Le World Wide Web évolue continuellement: chaque jour, de très nombreuses pages changent d’adresse URL, sont supprimées ou voient leur contenu être plus ou moins largement modifié. Ce mouvement permanent peut être problématique à plusieurs égards, notamment lorsque, dans le cadre de la rédaction d’un texte juridique, l’on souhaite citer certaines sources publiées en ligne: très fréquemment, les adresses URL citées deviennent obsolètes, et des documents importants ne peuvent plus être trouvés ou risquent d’être modifiés après avoir été cités. Ces changements peuvent même compliquer l’administration de la justice. Ainsi, par exemple, la Cour européenne des droits de l’homme écrivit en 2012 dans un arrêt: «Malheureusement, le dossier ne contient pas d’impression de la page du site litigieux à la date de mars 2001 et nous ne savons pas quel était le texte exact (s’il y en avait un) qui accompagnait l’hyperlien.»(1)

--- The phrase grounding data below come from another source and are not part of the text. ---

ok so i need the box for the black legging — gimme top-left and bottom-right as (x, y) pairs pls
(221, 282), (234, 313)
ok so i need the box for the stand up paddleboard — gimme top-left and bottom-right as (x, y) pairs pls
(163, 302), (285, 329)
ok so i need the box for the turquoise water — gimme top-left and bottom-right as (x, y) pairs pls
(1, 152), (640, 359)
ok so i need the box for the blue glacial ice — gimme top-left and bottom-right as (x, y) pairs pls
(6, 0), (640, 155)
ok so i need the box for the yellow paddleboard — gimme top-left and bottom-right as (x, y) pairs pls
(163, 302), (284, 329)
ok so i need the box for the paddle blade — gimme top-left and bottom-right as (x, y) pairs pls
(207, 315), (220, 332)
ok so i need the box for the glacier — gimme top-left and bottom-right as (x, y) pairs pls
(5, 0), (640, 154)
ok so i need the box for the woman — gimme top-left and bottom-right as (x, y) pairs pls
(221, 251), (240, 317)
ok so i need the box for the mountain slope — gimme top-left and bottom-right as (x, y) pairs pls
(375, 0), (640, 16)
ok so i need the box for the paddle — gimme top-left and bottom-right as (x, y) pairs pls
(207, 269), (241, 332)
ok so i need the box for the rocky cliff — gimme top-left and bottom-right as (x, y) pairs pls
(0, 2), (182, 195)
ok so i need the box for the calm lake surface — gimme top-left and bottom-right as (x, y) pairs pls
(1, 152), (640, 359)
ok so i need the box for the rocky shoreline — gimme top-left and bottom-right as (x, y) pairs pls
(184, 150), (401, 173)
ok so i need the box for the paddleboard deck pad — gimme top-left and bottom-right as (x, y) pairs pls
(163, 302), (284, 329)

Pour remédier à ces difficultés, plusieurs sites proposent un service d’archivage de pages web. Le plus important d’entre eux, le site Internet Archive(2), met à disposition la Wayback Machine (littéralement «machine à remonter le temps»), qui permet d’afficher des versions sauvegardées d’un très grand nombre de pages web. La société affirme avoir déjà archivé 410 milliards de pages!
Pour trouver des versions archivées des ressources publiées sous une adresse URL spécifique, il suffit de la saisir dans le masque de recherche de la Wayback Machine. Les résultats sont alors affichés sous forme d’un calendrier, avec une mise en évidence des dates auxquelles la page disponible à l’adresse URL saisie a été sauvegardée. Chaque version archivée est mise à disposition sous une adresse spécifique. Il devient ainsi possible, pour le rédacteur d’un texte juridique, de citer un texte qui n’est plus en ligne ou une version antérieure d’un document dont le contenu a été modifié. Le lecteur peut, quant à lui, facilement retrouver des textes cités sous des adresses URL devenues obsolètes.

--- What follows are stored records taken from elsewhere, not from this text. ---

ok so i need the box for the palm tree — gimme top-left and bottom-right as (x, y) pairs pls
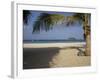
(73, 13), (91, 56)
(23, 10), (31, 25)
(32, 12), (91, 56)
(83, 14), (91, 56)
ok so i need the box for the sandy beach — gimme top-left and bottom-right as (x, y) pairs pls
(23, 42), (90, 69)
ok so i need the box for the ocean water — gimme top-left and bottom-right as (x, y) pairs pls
(23, 40), (86, 43)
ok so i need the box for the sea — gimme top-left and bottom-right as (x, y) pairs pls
(23, 40), (86, 43)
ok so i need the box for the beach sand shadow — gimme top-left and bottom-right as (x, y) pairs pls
(23, 47), (60, 69)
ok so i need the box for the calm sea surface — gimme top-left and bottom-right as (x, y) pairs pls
(23, 40), (85, 43)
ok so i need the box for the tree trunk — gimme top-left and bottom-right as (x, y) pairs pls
(84, 14), (91, 56)
(85, 34), (91, 56)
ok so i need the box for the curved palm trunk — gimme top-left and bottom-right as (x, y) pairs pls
(84, 14), (91, 56)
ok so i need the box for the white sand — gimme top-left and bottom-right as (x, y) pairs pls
(49, 48), (90, 67)
(23, 42), (86, 48)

L’archivage n’est pas imposé aux titulaires de sites: tout webmaster peut exclure son site en plaçant un fichier robots.txt sur son serveur ou en adressant une requête de suppression par courriel(3).
Si l’utilité du service offert par l’Internet Archive est indéniable, il pose certains problèmes juridiques. Tel est notamment le cas en droit d’auteur, où la copie et la mise à disposition des pages web peuvent constituer, en droit suisse, une utilisation d’œuvres protégées au sens de l’article 10 al. 2 lit. a et c LDA. Cette utilisation n’est couverte, à tout le moins pour la mise à disposition des œuvres archivées, par aucune des exceptions des articles 19 et suivants LDA. Dans d’autres systèmes juridiques, l’archivage pourrait être légitimé par des exceptions spécifiques, comme l’exception de «fair use» du droit américain.
(1) CourEDH, 13.07.2012, 16354/06, deuxième opinion dissidente III.